The results are stark and sometimes grim. A recent survey in Lagos found that, eight out of every 10 “Okada” riders in Lagos are from the North; these were the same children or youths who were indoctrinated years ago to believe that Western education is “Haram”. Today they are fighting for their survival in the market-place of Western education, where the outcome for those with limited Western education is Hobbesian.

The Chinese officially are mostly  not keen on religion; the Russians for many years proscribed religion from official matters, yet they were far sighted enough to separate the wheat from the chaff- meaning that taking what is useful out of Western education need not change your religious orientation.

This social dilemma and the cultural disempowerment of women from the working place, amongst other factors, have contributed to the underdevelopment of many parts of the North. Yet, will Mallam Lamido and his ilk accept this? No!

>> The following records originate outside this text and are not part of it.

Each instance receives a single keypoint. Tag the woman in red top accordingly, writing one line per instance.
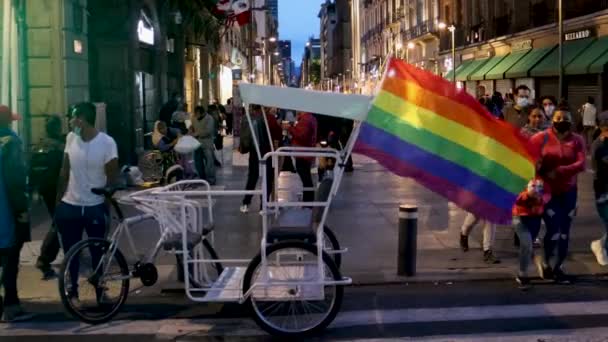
(562, 158)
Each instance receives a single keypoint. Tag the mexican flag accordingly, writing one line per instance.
(236, 11)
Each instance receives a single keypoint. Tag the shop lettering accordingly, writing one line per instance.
(577, 35)
(522, 45)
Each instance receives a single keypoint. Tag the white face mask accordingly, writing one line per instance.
(522, 102)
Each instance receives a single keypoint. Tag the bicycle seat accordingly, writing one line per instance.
(107, 191)
(293, 224)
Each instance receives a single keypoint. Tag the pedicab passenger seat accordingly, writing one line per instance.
(298, 223)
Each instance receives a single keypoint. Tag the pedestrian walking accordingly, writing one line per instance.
(53, 147)
(14, 216)
(304, 134)
(90, 161)
(259, 129)
(589, 115)
(489, 233)
(518, 114)
(562, 158)
(204, 130)
(229, 117)
(599, 155)
(548, 105)
(527, 216)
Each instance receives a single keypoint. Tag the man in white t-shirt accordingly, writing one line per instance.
(90, 161)
(589, 113)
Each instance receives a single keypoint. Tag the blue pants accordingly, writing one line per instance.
(72, 221)
(558, 218)
(527, 228)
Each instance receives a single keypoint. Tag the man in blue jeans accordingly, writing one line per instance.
(90, 161)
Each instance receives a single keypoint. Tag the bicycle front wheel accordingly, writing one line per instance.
(94, 281)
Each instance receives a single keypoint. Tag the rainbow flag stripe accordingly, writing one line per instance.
(421, 126)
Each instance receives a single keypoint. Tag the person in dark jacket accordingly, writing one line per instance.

They will rather blame the 13% allocated to states from where 100% of the oil and gas revenue was generated.For the same reason, some Northern elites like Lamido do not see the danger that a religious sect poses to the entire developmental agenda of the North when it embarks on a policy of fighting the same uphill battle against Western education, which is vastly responsible for under development of the human capital of many states in the North.

This needless cultural battle, is self-defeating. For instance, the first teacher-training institute in the North, the nursery of teachers who will teach others was established in 1922, but by 1953,  three decades and one year later, it had only enrolled 1000 students.

Further still, after 38 years at the centre of power in Nigeria, it only took, the government of Goodluck Jonathan to bring Federal universities to some Northern states, and the government of Obasanjo, another Southerner to liberalize  the establishment of private universities.

But even with these expansions, did the Northern elites like Mallam Lamido put their money where their mouth is by investing in education for the benefit of Northern youths and children to expand their future opportunities like Abubakar Atiku and a few others have done? No! They will rather blame the 13% allocation to oil producing states and find other nebulous reasons.

And what will be the outcome? Ogun State, the home of Awolowo who used education to put the spirit of industry and possibility in every Yoruba child without 13% oil allocation, where its people know the value of such foundations, and where most of its prominent citizens have Muslims for several generations in their families, has more universities than the total number of universities in the North West and North East of Nigeria combined.

Fifteen years from now, when the products of these universities will be on the board of global business empires, the Boko Haram graduates may still be making vernacular videos about abating the use of Western education in the North, while the oil producing states will be blamed by Mallam Lamido and his co-travelers for the North’s underdevelopment.

Dr. ANTHONY MUDIAGA, a medical practitionner, wrote from Abuja.